Sermaye ve onun hizmetkarları (bir kısım dinciler ve bir kısım milliyetçiler) ile emekçiler ve emek dostları arasında eşitsiz bir çatışma sürdürülüyor. Bu orantısız güçler mücadelesinde emekçilere ve dostlarına karşı savaş hukuku uygulanıyor (Gezi mahkumları; Kavala, Can, Demirtaş ve öteki içerdekiler…).

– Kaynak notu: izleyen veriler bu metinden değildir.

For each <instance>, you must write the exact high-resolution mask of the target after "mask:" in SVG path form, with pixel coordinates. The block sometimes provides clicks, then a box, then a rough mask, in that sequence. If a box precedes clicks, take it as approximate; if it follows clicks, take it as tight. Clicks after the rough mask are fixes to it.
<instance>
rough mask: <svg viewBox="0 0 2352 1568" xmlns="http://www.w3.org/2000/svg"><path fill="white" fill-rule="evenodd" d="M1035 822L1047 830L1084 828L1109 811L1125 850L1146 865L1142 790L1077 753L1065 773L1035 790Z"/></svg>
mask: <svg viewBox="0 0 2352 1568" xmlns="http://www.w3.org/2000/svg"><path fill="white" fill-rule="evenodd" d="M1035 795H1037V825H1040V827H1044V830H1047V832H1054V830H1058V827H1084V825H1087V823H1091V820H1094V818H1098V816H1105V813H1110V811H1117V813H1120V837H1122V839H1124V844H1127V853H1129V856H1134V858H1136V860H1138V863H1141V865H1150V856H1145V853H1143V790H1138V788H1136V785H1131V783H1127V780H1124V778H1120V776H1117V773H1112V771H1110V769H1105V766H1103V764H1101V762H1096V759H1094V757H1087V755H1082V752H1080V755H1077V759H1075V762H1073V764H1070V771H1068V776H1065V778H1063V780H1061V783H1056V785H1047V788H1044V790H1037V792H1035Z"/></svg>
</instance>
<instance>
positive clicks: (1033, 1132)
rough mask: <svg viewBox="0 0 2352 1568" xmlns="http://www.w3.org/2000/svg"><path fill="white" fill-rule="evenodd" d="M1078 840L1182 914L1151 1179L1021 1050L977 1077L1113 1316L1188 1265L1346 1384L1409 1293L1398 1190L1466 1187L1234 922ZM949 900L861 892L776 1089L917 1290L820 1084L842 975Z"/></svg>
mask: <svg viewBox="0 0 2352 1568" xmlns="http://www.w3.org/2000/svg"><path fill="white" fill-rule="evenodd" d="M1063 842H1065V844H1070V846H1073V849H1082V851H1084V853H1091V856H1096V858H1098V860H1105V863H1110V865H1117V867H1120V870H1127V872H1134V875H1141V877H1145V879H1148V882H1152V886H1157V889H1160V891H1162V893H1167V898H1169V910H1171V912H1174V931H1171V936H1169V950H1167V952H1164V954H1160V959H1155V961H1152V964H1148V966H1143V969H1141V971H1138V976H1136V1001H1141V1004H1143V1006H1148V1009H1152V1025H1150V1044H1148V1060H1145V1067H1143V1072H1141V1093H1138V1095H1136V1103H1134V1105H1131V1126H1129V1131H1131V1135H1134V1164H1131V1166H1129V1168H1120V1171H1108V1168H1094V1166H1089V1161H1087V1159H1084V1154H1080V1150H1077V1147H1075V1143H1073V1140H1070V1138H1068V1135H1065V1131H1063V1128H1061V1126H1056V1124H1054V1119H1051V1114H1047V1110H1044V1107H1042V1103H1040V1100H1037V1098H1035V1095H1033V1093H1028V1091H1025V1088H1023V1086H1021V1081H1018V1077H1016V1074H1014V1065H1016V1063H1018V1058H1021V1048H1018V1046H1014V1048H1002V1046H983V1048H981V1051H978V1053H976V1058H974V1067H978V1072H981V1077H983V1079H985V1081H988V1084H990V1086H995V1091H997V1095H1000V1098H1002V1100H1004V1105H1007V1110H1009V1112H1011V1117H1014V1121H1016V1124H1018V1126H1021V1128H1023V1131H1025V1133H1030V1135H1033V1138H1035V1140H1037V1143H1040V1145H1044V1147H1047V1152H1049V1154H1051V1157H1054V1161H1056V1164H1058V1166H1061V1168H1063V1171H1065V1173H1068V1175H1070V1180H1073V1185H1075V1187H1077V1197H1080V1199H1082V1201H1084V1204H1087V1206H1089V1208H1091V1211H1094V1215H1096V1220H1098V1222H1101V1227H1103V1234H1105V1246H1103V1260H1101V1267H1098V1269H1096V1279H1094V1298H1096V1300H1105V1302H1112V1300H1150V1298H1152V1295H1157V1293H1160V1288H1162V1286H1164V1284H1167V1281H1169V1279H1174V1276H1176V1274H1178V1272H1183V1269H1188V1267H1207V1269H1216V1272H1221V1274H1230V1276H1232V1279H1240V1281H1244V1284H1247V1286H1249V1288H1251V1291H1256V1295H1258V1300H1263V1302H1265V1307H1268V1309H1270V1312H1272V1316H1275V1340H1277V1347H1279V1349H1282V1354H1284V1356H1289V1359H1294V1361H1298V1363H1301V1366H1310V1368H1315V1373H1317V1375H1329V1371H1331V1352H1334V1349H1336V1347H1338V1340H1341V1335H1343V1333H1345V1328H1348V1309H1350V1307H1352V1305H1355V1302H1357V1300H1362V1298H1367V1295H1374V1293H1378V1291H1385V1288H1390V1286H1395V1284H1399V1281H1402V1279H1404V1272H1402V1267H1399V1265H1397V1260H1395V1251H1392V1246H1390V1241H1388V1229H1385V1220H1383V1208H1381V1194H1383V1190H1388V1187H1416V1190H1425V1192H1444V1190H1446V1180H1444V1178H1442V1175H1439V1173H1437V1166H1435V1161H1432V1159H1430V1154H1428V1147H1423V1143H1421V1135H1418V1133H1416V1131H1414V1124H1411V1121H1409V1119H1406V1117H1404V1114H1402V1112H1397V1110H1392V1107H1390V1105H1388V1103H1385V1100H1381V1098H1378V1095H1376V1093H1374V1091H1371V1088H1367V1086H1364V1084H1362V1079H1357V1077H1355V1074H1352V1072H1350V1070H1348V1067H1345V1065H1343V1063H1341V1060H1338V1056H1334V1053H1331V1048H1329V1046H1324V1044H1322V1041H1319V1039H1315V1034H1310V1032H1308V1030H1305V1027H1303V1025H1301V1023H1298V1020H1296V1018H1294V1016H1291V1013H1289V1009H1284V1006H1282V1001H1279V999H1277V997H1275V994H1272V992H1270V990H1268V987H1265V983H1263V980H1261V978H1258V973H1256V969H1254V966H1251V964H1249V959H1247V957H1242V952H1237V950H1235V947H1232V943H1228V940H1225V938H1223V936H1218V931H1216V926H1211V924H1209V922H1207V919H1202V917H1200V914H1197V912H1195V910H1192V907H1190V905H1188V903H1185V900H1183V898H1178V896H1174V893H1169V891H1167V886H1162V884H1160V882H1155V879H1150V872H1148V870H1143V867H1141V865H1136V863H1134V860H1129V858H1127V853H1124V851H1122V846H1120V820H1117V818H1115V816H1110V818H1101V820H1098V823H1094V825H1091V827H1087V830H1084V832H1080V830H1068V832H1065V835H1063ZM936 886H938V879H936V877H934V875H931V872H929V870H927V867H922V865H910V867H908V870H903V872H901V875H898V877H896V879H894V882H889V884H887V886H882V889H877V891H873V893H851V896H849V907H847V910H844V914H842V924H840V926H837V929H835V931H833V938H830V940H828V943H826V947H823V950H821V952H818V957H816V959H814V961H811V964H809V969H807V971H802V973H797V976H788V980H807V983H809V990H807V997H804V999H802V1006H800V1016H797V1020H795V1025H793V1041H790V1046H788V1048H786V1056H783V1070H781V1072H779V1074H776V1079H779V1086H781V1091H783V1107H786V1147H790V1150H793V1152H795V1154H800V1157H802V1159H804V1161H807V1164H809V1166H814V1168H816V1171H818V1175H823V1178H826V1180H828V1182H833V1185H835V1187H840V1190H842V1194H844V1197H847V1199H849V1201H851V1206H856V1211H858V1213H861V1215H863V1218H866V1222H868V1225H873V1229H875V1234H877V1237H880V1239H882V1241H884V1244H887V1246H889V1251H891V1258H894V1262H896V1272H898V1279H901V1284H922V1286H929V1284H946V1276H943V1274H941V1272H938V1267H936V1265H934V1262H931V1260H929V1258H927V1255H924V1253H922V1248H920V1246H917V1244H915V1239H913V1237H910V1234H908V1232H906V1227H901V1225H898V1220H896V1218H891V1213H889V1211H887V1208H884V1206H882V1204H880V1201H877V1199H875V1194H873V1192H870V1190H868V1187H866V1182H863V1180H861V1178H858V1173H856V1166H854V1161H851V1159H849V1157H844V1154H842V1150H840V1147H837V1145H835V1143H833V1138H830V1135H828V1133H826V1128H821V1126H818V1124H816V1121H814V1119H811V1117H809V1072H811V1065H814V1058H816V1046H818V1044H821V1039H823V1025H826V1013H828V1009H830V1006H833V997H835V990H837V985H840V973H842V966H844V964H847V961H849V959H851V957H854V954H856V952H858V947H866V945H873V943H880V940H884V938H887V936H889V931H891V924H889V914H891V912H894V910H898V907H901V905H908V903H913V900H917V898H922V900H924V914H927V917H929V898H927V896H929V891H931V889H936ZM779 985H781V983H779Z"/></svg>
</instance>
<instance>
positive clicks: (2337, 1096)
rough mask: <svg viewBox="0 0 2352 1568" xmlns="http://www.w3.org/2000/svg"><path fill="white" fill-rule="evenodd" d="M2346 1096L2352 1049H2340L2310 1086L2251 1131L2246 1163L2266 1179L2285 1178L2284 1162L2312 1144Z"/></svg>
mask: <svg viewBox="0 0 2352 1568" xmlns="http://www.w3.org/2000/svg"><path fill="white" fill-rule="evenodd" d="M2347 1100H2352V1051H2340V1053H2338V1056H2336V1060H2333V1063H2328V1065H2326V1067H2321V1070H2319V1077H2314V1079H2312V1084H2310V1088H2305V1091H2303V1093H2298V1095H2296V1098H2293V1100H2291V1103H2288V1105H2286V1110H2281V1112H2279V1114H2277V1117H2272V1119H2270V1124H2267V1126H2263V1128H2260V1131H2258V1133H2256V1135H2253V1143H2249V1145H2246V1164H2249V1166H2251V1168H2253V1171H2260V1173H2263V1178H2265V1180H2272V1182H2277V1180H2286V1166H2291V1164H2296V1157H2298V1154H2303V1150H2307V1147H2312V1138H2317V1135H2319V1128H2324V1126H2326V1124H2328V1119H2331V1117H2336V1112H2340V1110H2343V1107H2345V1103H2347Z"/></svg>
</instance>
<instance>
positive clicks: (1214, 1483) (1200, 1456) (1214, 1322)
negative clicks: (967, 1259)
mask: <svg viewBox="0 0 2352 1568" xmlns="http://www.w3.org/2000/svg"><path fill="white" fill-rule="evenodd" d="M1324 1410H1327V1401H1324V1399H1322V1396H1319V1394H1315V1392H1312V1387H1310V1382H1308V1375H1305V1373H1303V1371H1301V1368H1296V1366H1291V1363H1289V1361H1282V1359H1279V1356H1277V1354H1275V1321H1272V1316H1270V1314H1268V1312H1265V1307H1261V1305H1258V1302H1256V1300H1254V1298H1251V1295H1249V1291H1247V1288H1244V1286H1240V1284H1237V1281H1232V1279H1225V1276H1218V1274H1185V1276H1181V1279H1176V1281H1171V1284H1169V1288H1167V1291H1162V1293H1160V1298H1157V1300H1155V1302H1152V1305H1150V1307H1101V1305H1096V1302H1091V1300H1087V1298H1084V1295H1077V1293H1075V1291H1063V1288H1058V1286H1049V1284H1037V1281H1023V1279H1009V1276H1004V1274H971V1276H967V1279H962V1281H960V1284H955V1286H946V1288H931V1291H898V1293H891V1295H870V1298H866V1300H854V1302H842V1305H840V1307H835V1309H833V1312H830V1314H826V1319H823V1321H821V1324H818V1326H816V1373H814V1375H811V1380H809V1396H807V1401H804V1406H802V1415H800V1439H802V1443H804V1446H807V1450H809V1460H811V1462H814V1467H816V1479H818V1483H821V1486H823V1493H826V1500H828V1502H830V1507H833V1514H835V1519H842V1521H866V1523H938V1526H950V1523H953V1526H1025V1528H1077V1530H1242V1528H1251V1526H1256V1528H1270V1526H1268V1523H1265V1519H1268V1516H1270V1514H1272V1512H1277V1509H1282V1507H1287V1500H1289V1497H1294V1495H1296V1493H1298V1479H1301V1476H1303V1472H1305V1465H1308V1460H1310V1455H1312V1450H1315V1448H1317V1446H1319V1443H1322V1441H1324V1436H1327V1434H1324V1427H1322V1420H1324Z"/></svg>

Ülke tüm kaynakları ile önemle ve özenle korunması gereken nitelikli emek gücünü kaybediyor. İşsizlik tüm azgınlığı ile yaşam mücadelesi veren insanlara saldırıyor! İşe alınmalarda sınav tek değerlendirme kriteri olması gerekirken; yapılan mülakatlarla biatçı yandaşlar işe alınıyor. Sınav bir şekil şartı olarak yapılıyor ama mülakat belirleyici oluyor. Bu olumsuz uygulama sonucunda nitelikli işgücü hızla ülkeyi terk ediyor. Kötü para, iyi parayı kovar kuralı burada da işliyor. Giden insanlarımızın yerine niteliksiz sığınmacılar ülkeyi işgal ediyor. Bütün bunlar yetmemiş gibi; Irak ile yapılan anlaşma gereği, on beş yaşından küçük ve elli yaşından büyük olanlar vizesiz olarak ülkeye girebilecekler(!)
Gelişmiş ülkeler, gelişimi engellenmiş ülkelerin, gelişme olanağı bulabilen yurttaşlarını bünyelerine katmaya devam ediyorlar. Gelişmiş ülkeler kazanırken, gelişmemiş ülkelerde kan kaybetmeye devam ediyor!